Molly placed a hand on his back. If this was their last moment — “I love you.”
“And I love you.” Zachary took another breath. His fingers tensed.
“Special Agent Malone?”
They both turned to face the person who’d called her — a man in a blue-and-black pocketed vest, complete with the FBI BOMB TEC
H tag. Finally.
Molly drew in air like she’d been drowning. “Just in time.”
Zachary stepped aside, and they both gestured at the trigger.
The tech gave a low whistle. “Your girlfriend’s brave to be here with you.”
Zachary pointed at her. “She’s Special Agent Malone. And she’s point today.”
The bomb tech looked away, embarrassed, but nodded. He signaled to the bomb truck. With that entourage, the news crews would be here before long, but not before the squad could clear the area, and take care of the bomb in peace.
The tech sent a remote-controlled robot under the float. After a minute, he held up a monitor to deliver the verdict. “Classic design. We got this.”
Molly released her breath at the same time as Zachary. He wrapped an arm around her. “Ready?”’

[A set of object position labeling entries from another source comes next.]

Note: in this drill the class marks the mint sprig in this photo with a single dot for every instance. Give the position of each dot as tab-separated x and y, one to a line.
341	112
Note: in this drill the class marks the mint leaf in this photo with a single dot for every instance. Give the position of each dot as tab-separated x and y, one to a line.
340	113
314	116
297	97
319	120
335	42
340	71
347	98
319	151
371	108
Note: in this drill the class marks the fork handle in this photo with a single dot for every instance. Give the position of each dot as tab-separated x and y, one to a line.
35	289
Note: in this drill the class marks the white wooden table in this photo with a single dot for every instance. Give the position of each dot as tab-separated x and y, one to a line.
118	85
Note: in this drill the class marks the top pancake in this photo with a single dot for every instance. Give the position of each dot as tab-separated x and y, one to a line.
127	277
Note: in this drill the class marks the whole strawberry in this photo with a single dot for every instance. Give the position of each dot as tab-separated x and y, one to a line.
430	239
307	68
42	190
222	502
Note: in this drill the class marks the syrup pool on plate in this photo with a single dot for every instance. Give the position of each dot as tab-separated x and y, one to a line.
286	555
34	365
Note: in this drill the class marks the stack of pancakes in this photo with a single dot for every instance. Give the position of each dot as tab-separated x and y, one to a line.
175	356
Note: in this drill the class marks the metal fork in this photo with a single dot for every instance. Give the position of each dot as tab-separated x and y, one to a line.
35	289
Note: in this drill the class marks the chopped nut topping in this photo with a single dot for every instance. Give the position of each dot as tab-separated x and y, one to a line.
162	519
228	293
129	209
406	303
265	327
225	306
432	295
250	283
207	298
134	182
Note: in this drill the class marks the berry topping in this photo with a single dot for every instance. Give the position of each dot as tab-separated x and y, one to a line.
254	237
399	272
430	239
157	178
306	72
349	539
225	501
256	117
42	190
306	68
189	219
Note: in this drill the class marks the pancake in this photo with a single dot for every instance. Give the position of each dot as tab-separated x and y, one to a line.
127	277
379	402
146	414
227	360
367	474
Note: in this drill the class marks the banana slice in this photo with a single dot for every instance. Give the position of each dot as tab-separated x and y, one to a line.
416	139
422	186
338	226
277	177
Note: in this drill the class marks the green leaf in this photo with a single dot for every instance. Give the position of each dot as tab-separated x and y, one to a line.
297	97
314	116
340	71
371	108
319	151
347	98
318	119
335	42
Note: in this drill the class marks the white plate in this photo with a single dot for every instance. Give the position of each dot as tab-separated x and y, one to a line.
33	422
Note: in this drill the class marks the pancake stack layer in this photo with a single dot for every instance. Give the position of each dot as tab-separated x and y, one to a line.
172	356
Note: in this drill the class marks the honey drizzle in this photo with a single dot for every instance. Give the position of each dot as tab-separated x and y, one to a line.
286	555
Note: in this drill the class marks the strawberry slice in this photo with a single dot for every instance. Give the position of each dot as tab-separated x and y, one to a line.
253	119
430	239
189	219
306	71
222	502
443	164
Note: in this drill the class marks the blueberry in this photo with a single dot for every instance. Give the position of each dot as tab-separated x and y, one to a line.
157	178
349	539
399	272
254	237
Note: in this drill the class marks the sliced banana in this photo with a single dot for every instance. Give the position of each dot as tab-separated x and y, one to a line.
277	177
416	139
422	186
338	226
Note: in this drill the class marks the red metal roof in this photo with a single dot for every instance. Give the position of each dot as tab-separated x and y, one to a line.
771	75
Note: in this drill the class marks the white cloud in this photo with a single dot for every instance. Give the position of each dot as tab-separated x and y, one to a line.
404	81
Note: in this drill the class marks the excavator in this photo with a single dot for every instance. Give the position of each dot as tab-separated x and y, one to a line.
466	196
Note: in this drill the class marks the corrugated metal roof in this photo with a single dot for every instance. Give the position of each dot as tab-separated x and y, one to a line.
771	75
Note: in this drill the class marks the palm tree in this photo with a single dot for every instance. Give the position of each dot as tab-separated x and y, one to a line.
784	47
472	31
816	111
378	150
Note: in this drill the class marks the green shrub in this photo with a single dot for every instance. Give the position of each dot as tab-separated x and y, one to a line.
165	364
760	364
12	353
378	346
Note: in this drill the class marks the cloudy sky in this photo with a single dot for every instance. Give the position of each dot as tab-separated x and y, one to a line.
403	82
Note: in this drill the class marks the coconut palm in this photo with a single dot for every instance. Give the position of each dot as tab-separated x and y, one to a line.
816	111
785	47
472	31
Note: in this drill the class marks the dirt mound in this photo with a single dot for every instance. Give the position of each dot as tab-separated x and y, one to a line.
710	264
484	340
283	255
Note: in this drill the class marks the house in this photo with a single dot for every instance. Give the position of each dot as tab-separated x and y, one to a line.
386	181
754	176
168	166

To be done with the Canavans? “More than ready.” She looked toward the parade route. “We haven’t heard from Kent or X. Pearse must still be out there.” He could even dial the trigger now.
“When he sees the float isn’t coming, he’ll be gone.”
The end of the sentence went unsaid: to make another bomb.
For the second time that day, in unison they turned and broke into a run. A policeman at the start of the parade course tried to stop them. Zachary waited to shove his credentials in the cop’s face; Molly ran straight by.
“I’m with her,” Zachary tossed over his shoulder as he caught up with Molly again.
They ran the parade route alongside the floats, costumed marchers, pipe bands and Irish dance schools. “What is this,” Zachary joked breathlessly, “The Fugitive?”
“With the villain from Patriot Games.” Molly slowed to scan the area, and Zachary did the same, pressing two fingers to his head.
She realized how hard her own heart was pounding, between running and tension. That couldn’t be good for Zachary. “You all right?” Molly asked.
“Yeah.”
She wasn’t entirely reassured, but Zachary walked on. “He wants a safe front-row seat.”
Right. They needed to find him. Molly scanned the streets. This road ran through the middle of a park. Unless Pearse hid in the trees, there were no good perches to observe the aftermath from a safe distance. He couldn’t have finagled his way onto the grandstand.
“Has to be somewhere.” Molly closed her eyes. The viewing stand was by Buckingham Fountain but there was something else . . . She snapped her fingers. “The Art Institute.”